Research paper by Giuseppe G Boriani, Cécile C Laroche, Igor I Diemberger, Mircea Ioachim MI Popescu, Lars Hvilsted LH Rasmussen, Lucian L Petrescu, Harry J G M HJ Crijns, Luigi L Tavazzi, Aldo P AP Maggioni, Gregory Y H GY Lip

Indexed on: 29 Jul '16Published on: 29 Jul '16Published in: Scientific Reports


We assessed 1-year outcomes in patients with atrial fibrillation enrolled in the EurObservational Research Programme AF General Pilot Registry (EORP-AF), in relation to kidney function, as assessed by glomerular filtration rate (eGFR). In a cohort of 2398 patients (median age 69 years; 61% male), eGFR (ml/min/1.73 m(2)) calculated using the CKD-EPI formula was ≥80 in 35.1%, 50-79 in 47.2%, 30-49 in 13.9% and <30 in 3.7% of patients.
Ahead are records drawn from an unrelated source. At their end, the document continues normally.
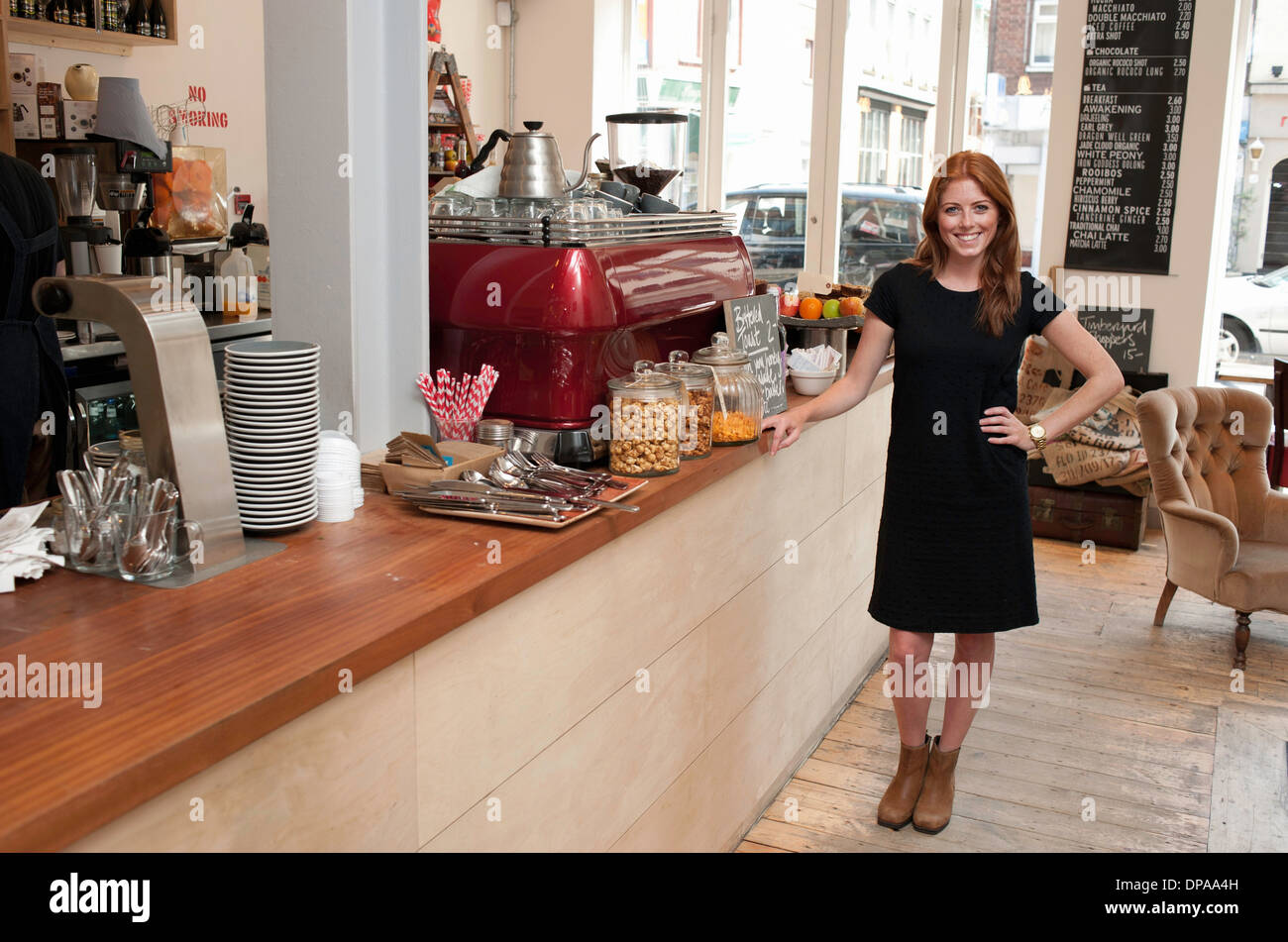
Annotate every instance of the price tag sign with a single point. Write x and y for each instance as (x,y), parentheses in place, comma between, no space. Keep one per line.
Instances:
(752,326)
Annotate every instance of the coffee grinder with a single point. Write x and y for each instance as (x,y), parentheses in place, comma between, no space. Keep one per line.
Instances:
(124,120)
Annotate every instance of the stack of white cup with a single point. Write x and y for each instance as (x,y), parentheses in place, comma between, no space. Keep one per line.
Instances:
(340,463)
(335,498)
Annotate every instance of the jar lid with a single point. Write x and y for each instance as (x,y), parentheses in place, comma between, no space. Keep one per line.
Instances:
(721,353)
(645,382)
(690,373)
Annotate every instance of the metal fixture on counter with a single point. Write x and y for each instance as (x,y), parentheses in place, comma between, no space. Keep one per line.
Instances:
(172,374)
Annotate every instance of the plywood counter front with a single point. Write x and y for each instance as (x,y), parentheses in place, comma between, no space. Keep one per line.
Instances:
(635,680)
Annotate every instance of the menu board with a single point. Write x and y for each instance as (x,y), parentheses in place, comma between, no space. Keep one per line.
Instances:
(1133,80)
(752,326)
(1126,334)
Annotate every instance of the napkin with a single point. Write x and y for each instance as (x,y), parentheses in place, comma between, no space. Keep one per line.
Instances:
(820,358)
(24,546)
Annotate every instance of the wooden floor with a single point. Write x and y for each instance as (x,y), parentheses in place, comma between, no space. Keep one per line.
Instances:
(1102,734)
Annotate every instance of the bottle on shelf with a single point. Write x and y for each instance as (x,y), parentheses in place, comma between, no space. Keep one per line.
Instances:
(137,18)
(112,16)
(156,20)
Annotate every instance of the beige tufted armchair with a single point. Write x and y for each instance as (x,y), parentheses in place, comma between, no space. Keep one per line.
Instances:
(1227,530)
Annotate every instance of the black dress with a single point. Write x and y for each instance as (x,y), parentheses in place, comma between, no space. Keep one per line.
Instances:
(954,551)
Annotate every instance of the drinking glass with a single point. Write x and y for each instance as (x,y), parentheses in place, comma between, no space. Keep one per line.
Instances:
(146,543)
(451,205)
(88,538)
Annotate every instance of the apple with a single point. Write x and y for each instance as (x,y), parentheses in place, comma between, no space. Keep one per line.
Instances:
(851,306)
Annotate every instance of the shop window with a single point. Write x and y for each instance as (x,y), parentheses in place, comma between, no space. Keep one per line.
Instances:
(874,141)
(912,139)
(1042,44)
(642,47)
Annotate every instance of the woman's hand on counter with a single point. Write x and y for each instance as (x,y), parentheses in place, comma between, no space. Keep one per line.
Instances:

In a logistic regression analysis, eGFR category was an independent predictor of stroke/TIA or death, with elevated odds ratios associated with severe to mild renal impairment, ie. eGFR < 30 ml/min/1.73 m(2) [OR 3.641, 95% CI 1.572-8.433, p < 0.0001], 30-49 ml/min/1.73 m(2) [OR 3.303, 95% CI 1.740-6.270, p = 0.0026] or 50-79 ml/min/1.73 m2 [OR 2.094, 95% CI 1.194-3.672, p = 0.0003]. The discriminant capability for the risk of death was tested among various eGFR calculation algorithms: the best was the Cockcroft-Gault equation adjusted for BSA, followed by Cockcroft-Gault equation, and CKD-EPI equation, while the worst was the MDRD equation. In conclusion in this prospective observational registry, renal function was a major determinant of adverse outcomes at 1 year, and even mild or moderate renal impairments were associated with an increased risk of stroke/TIA/death.